Monday, April 14, 2014

I have gained 12 pounds! SAY WHAT?!!! Oh heck no!

I have gained 12 pounds. No it's not a typo. It's not one of those silly Facebook games where you have to post something off of a list just for commenting. It's the truth. I haven't wanted to face it for a while. Just six weeks ago I was wearing jeans from college and now, I don't know WHAT to cover myself with.  Why did I gain 12 pounds? It wasn't because I didn't workout. It wasn't because I over ate and consumed thousands of calories a day. It's because of three medical reasons, that I live with every single day, that took control.  The first and for-most villain is Post Part-um Depression. 

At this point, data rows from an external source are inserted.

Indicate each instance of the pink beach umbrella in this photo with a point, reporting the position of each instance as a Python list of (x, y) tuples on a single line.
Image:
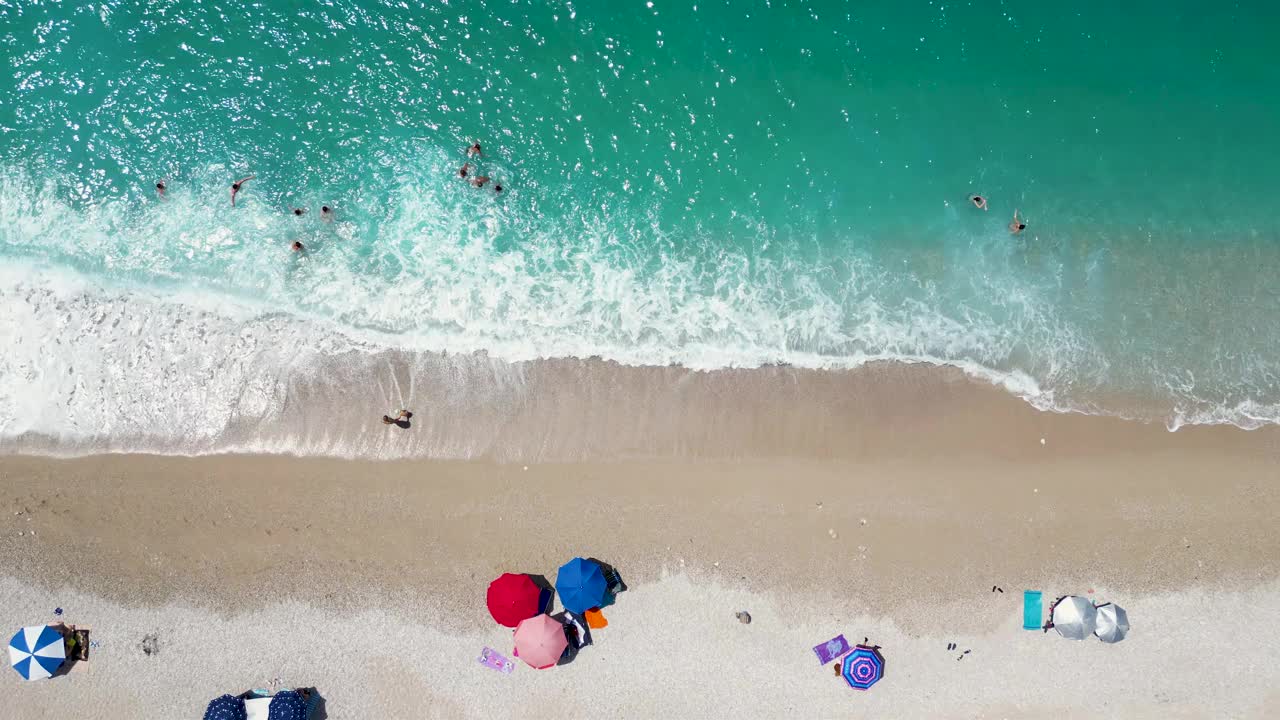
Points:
[(540, 641)]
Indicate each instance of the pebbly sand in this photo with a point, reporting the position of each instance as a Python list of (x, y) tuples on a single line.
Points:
[(366, 579)]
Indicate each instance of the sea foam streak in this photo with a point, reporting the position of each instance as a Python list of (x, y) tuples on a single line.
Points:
[(177, 327)]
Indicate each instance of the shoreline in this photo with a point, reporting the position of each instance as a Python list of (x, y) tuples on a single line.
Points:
[(476, 408), (883, 505)]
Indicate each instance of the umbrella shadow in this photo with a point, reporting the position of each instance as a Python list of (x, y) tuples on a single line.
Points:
[(320, 711), (575, 642), (545, 592), (613, 578)]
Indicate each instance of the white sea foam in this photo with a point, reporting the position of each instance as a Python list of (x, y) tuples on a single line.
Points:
[(176, 328)]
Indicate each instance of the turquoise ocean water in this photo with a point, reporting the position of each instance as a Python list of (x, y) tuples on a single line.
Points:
[(703, 183)]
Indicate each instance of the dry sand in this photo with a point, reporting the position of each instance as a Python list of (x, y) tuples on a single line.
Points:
[(368, 579)]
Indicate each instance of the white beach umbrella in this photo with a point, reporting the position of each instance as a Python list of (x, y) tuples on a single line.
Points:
[(37, 652), (1074, 618), (1112, 623)]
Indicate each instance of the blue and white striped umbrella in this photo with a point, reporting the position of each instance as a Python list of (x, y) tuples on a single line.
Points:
[(287, 705), (37, 652)]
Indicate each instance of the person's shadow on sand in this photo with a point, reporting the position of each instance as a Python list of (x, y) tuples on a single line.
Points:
[(400, 420)]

Yes, I know my daughter is two and a half, but what you may or may not know, is that I have been treated for Post Part-um this entire time. Not because the Dr's thought I needed the medicine anymore, but because the withdrawal symptoms are so severe they refused to let me off of it. Why not, that sounds like craziness right? Because my husband's job took us 3000 miles from family and he was at risk for having to leave with a few hours notice for up to 45 days.  It's just not a good idea to go through that kind of withdrawal when you have the potential for being the only parent around to care for your two small children.  So I waited. I waited years to get off of Effexor. Finally the time had come. 

Not sure how much you know about Effexor, but google it. It's horrible. Withdrawal was comparable (from what I've read) to getting off of crack cocaine. I was in bed for days. Unable to move, having the full body shakes, vertigo, vomiting and those are just the side effects I can type about.  Could this have been worth getting treated for? Part of me wonders if I could have just avoided it all together. But the fact is that I couldn't have avoided it. I know what it feels like to have post part-um depression and the feelings that go with it. I never wanted to feel that way again.  No matter what. 

Now is when the "no matter what" comes around.  I've since been put on a medication called Lexapro to get me "through the withdrawal" from the Effexor.  The last few months have been challenging. Especially when I have worked hard and committed my life to improving my health and fitness as well as inspiring those around me. To have gained back 12 pounds of weight because my body is taking control feels un-acceptible to me. I am not 100% sure how to handle it. All I can do is continue to eat healthy, continue to BE healthy and get up and press play…What's your excuse?